WALL-E is the latest computer-generated animation from the Pixar Studio that has proved to be the dominant force in animated films since the release of TOY STORY and so has a hell of a pedigree and a hell of a legacy to live up to. Fortunately, the Pixar crew show no sign of allowing the quality or invention of their productions dip at all.
Pixar do not make kids' movies. Though a young audience is clearly the target, WALL-E has appeal for all ages. The early sequences of the lonely robot going through the motions of his meaningless life are desolate and will have parents wondering what the youngsters are going to make of it all. It's a brave opening and it's over all too soon as EVE appears and kicks the narrative off. From there on in it's a rollercoaster ride through outer space as Wall-E chases his beloved EVE through the labyrinthine space vessel that has been home of the human race for the last 700 years. The pace doesn't let up, there are numerous gags and pratfalls, all building up to a tense and exciting, not mention spectacular, finale.
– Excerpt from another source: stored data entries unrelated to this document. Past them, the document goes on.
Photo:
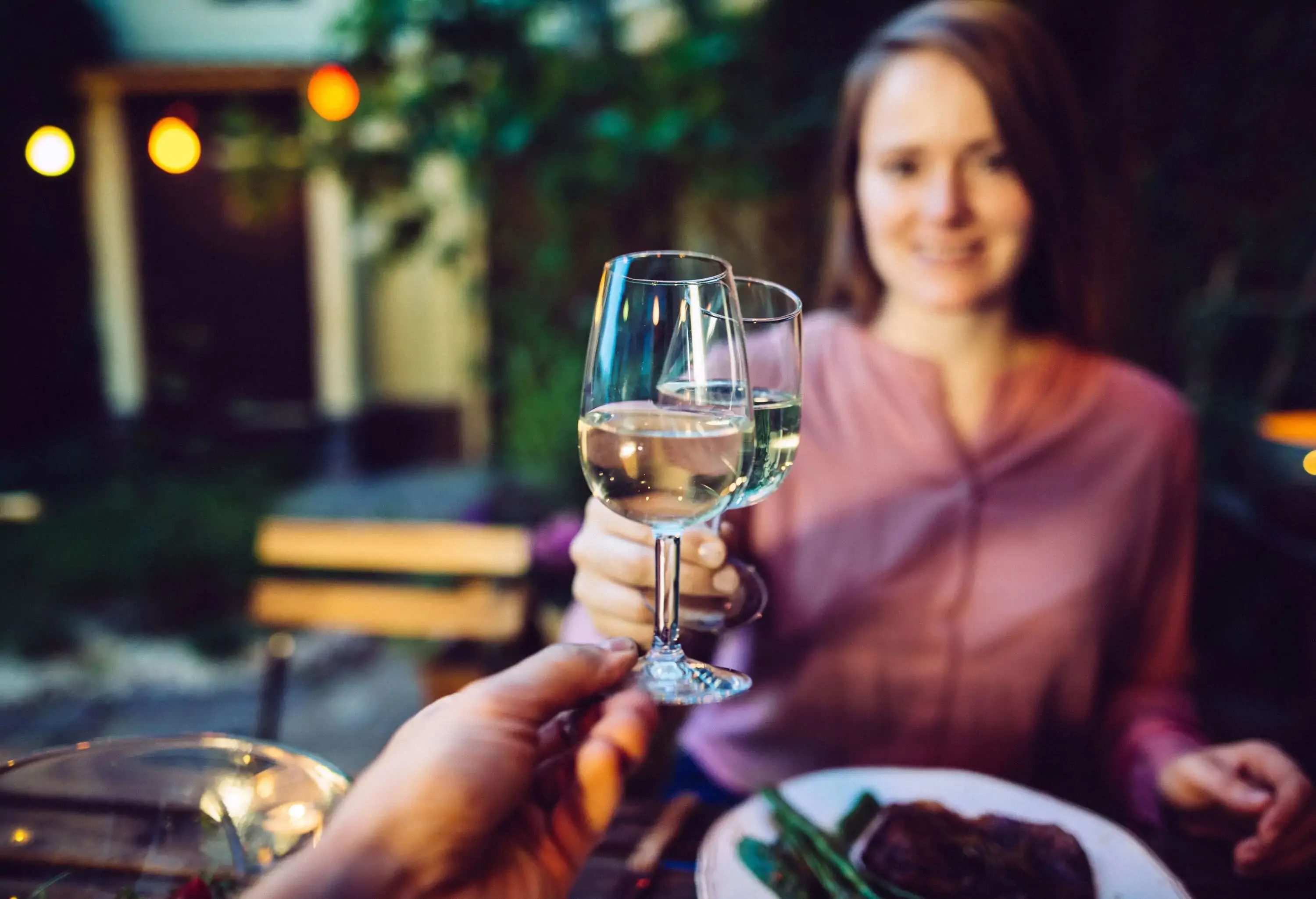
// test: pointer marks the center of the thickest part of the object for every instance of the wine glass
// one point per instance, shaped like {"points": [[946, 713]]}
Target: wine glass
{"points": [[772, 315], [665, 429], [773, 345]]}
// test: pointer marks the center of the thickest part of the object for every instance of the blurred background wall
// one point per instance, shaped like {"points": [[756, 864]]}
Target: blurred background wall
{"points": [[411, 285]]}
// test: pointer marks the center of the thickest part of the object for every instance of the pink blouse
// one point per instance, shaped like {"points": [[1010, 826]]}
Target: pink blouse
{"points": [[1016, 607]]}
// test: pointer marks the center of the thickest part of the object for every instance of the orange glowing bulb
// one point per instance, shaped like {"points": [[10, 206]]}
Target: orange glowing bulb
{"points": [[174, 146], [333, 93], [50, 150]]}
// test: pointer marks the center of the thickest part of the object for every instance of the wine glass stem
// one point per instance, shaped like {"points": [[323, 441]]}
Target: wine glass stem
{"points": [[668, 594]]}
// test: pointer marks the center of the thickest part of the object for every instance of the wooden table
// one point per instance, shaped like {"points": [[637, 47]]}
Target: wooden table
{"points": [[1203, 868]]}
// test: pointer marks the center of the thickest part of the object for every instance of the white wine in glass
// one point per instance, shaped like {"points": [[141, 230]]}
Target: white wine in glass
{"points": [[666, 429]]}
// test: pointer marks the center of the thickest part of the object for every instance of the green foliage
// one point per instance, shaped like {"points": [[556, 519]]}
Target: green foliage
{"points": [[152, 548], [581, 121]]}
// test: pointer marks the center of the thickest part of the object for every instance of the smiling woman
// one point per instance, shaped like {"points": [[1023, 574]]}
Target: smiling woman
{"points": [[983, 555]]}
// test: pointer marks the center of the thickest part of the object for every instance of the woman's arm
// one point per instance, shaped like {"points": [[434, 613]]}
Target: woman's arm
{"points": [[1151, 719], [1247, 792]]}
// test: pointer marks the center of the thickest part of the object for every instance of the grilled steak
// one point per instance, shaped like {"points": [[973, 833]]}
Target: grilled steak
{"points": [[928, 849]]}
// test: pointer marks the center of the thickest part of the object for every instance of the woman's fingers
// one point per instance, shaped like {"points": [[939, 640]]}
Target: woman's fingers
{"points": [[1293, 792], [631, 564], [1201, 780], [698, 546], [1295, 851]]}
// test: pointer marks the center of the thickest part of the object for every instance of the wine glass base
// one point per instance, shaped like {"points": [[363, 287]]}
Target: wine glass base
{"points": [[670, 678]]}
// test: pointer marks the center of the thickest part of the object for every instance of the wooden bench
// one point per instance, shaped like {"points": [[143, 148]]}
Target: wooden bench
{"points": [[485, 596]]}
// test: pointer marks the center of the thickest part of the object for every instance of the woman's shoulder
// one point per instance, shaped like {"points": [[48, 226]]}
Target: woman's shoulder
{"points": [[1148, 403], [827, 331]]}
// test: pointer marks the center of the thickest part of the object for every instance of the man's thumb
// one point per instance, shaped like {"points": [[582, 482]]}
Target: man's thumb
{"points": [[560, 677]]}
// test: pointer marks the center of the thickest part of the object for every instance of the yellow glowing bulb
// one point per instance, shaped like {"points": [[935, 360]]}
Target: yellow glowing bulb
{"points": [[333, 93], [174, 146], [50, 150]]}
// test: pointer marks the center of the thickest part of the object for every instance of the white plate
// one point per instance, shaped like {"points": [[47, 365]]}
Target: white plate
{"points": [[1123, 867]]}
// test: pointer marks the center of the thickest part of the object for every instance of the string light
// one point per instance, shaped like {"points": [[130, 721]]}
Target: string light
{"points": [[50, 152], [333, 93], [174, 146]]}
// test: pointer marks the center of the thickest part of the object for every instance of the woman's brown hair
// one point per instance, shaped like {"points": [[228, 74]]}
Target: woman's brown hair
{"points": [[1036, 107]]}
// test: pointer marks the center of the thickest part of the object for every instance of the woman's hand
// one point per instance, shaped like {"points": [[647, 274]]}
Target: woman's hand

Critical, of course, is WALL-E himself. Whilst EVE is smooth and featureless, WALL-E is pure cuteness rolled up and encased in metal. He channels all of the great non-humanoid robots that haave gone before him from R2-D2 (STAR WARS) to Number 5 (SHORT CIRCUIT) by way of Huey, Dewey and Louis (SILENT RUNNING) and proves to be as expressive and endearing as any of them. He is a robot everyman, an ordinary Joe robot, shooting for the better life with the supermodel and that's an easy story to get right. The animation is, of course, stunning. From the characters themselves to the exquisitely rendered backdrops, there is no fault to be found at all. The humans are the least 'real' characters, being more cartoonish than the rest, but they manage to make an impact with limited screen time. This is, though, Wall-E's film through and through and he charms from the off and is a hero that you just can't help rooting for.
There's more to it than that, of course, and both the ecological and anti-obesity messages are well-made without ever being heavy or overdone. As a dystopian future, it's a frighteningly plausible one.
WALL-E is not quite a masterpiece, but it doesn't miss out by much. It is always entertaining, effortlessly charming, often surprising and always looks amazing. It is, in short, a Pixar movie. Sit back and enjoy.